COMMON MISTAKE / WARNING**Common Mistake:** Using `ping hostname` to diagnose "service unreachable" errors. ICMP (ping) and TCP are completely independent. A service can be unreachable on TCP port 443 while ping succeeds perfectly — because the firewall blocks TCP but allows ICMP. Always use `nc -zv host port` or `curl -v` to test service connectivity, not ping.

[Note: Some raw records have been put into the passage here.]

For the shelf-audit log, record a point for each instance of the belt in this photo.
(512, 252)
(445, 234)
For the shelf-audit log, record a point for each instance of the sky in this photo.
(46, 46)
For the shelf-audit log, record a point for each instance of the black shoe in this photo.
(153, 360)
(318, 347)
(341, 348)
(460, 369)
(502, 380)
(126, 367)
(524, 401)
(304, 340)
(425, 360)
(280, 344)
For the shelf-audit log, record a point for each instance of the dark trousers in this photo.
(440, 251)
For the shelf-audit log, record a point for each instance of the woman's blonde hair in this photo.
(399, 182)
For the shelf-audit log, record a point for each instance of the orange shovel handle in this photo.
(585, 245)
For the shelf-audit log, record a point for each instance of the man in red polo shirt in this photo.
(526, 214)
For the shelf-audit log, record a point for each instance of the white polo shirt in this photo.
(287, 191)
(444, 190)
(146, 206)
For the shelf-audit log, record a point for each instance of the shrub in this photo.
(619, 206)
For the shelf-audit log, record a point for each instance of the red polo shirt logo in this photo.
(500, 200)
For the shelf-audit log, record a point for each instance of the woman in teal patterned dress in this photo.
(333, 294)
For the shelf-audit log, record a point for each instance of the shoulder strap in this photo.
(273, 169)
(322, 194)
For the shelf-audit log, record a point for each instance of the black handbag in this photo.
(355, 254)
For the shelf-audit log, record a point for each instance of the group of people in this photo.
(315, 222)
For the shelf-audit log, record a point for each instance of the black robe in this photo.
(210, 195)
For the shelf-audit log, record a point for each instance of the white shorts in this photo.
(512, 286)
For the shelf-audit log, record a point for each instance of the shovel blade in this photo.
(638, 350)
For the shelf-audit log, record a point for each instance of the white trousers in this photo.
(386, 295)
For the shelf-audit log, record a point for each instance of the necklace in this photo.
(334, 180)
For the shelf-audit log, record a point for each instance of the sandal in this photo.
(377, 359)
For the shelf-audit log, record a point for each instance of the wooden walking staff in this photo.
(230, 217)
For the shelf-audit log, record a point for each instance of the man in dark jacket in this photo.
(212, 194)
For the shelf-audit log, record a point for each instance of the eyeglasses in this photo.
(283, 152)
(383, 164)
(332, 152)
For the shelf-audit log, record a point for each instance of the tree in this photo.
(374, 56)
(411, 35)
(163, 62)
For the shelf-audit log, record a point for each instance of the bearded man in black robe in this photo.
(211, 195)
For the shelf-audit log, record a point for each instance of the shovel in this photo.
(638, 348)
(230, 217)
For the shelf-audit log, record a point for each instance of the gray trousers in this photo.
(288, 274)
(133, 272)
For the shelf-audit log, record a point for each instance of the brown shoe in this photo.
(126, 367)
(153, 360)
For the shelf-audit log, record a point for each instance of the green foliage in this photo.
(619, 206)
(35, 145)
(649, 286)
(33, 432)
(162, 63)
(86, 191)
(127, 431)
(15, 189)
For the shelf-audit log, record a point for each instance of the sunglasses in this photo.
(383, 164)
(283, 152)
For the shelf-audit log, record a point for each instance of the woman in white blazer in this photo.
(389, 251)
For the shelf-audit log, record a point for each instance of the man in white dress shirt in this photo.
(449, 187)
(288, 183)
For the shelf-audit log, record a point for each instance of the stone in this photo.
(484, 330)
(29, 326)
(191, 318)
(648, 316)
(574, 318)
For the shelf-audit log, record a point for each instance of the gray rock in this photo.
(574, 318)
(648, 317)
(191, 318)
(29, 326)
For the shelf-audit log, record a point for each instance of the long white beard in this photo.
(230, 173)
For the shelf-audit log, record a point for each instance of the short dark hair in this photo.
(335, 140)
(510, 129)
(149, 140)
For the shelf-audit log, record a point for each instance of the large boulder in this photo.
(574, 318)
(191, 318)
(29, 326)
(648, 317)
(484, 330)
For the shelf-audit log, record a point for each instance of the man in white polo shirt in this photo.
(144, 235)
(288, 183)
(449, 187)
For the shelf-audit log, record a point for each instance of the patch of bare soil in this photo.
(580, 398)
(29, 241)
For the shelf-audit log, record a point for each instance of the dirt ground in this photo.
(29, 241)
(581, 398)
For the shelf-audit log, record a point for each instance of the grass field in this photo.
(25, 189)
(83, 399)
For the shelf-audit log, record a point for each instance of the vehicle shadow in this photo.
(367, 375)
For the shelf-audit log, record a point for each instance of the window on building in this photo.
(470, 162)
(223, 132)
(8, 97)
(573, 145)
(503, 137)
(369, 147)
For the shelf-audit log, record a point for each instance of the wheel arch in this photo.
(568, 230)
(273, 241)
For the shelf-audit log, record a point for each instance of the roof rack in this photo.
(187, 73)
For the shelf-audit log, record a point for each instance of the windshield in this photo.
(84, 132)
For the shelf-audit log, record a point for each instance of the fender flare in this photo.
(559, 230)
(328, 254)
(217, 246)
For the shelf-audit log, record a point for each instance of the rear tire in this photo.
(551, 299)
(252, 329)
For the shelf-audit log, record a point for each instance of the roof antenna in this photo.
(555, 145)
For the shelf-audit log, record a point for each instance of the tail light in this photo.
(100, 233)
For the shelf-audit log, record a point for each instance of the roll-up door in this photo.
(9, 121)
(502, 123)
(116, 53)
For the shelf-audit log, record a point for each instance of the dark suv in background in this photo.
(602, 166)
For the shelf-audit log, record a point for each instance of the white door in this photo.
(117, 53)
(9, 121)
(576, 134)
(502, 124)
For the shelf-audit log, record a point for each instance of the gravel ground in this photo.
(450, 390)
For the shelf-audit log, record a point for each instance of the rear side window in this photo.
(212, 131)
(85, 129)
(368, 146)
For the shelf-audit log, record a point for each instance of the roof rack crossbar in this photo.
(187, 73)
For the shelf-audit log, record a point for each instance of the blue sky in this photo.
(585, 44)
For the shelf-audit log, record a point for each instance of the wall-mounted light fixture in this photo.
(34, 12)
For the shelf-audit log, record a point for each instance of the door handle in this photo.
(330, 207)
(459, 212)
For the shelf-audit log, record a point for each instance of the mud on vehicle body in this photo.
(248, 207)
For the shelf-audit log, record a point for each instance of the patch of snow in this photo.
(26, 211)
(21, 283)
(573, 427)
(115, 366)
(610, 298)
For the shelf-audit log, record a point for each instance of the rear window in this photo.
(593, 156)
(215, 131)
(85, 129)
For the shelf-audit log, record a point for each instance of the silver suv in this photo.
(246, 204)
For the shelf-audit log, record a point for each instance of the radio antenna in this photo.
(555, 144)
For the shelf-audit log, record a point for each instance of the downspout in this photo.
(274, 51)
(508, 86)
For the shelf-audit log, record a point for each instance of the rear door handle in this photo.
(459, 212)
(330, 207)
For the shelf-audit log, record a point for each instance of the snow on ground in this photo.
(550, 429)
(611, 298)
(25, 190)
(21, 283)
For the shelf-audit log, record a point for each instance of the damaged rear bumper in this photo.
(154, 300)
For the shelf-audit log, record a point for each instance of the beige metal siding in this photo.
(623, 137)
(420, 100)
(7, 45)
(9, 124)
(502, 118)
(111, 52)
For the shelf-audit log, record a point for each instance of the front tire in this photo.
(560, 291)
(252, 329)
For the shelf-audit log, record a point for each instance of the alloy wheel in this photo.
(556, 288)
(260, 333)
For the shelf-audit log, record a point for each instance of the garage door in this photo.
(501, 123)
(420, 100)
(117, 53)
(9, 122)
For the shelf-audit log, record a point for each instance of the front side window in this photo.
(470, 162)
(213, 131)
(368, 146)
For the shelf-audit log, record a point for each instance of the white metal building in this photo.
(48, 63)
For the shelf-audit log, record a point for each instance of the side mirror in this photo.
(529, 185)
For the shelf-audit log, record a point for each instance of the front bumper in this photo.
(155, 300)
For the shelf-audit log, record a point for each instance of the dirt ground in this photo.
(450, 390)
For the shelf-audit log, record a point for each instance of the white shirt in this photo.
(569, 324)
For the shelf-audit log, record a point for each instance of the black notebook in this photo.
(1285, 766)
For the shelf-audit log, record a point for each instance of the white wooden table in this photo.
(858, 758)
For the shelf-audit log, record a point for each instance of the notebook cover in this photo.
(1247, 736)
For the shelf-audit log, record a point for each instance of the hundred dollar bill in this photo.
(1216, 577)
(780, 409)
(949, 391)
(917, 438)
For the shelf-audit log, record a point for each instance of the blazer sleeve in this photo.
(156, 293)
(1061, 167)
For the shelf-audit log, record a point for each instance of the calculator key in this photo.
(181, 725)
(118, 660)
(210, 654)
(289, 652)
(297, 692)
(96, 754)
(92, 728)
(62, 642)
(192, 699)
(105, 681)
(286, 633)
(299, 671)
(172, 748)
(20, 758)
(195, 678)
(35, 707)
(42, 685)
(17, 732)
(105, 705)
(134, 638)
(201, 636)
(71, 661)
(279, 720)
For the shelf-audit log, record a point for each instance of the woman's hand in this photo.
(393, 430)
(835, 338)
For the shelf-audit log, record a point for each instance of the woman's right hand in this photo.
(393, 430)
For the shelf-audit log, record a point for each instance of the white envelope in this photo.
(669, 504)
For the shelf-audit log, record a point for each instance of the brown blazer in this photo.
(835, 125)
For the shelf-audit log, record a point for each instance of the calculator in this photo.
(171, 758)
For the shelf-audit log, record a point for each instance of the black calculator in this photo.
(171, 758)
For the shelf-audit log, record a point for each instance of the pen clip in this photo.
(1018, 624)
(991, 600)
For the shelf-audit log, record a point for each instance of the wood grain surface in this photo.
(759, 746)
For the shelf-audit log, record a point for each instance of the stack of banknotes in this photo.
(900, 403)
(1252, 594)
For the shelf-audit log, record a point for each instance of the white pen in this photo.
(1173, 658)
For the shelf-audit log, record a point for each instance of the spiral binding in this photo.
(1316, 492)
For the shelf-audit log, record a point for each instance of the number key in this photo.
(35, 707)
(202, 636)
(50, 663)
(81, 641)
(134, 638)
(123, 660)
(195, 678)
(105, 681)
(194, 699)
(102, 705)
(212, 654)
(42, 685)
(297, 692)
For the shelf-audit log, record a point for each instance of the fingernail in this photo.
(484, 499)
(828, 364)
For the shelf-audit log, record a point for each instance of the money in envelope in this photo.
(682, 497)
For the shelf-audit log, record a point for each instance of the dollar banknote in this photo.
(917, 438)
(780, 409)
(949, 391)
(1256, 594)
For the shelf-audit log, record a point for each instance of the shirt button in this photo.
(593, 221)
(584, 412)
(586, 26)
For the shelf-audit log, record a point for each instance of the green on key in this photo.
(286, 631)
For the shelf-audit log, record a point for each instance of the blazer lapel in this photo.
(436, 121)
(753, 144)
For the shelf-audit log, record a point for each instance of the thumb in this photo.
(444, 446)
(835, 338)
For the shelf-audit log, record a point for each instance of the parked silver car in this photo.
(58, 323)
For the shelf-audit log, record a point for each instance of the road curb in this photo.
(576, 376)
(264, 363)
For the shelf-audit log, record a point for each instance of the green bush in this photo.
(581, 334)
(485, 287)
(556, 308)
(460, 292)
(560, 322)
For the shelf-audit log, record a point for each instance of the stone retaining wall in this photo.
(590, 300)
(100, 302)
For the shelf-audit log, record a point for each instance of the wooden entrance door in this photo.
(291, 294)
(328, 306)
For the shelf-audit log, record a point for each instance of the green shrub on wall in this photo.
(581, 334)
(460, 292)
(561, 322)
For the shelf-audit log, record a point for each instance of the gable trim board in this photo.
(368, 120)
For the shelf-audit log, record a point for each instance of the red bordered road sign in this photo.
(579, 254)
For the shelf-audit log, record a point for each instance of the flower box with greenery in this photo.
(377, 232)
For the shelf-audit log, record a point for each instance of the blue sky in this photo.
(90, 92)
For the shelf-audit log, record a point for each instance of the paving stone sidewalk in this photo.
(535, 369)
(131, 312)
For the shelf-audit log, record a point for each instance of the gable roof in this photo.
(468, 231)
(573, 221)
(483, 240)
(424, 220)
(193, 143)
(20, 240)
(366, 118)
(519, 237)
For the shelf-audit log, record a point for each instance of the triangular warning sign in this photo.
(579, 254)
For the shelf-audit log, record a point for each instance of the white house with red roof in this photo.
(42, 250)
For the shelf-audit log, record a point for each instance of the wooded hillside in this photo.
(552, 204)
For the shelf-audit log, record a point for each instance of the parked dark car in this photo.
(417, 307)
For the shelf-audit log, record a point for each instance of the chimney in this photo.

COMMON MISTAKE / WARNING**Security:** `tcpdump` captures all packets including credentials in unencrypted protocols. Never run tcpdump on production traffic unless absolutely necessary for diagnosis, never save captures to shared locations, and delete capture files immediately after analysis. In regulated environments (PCI-DSS, SOC 2), packet captures may require explicit change management approval.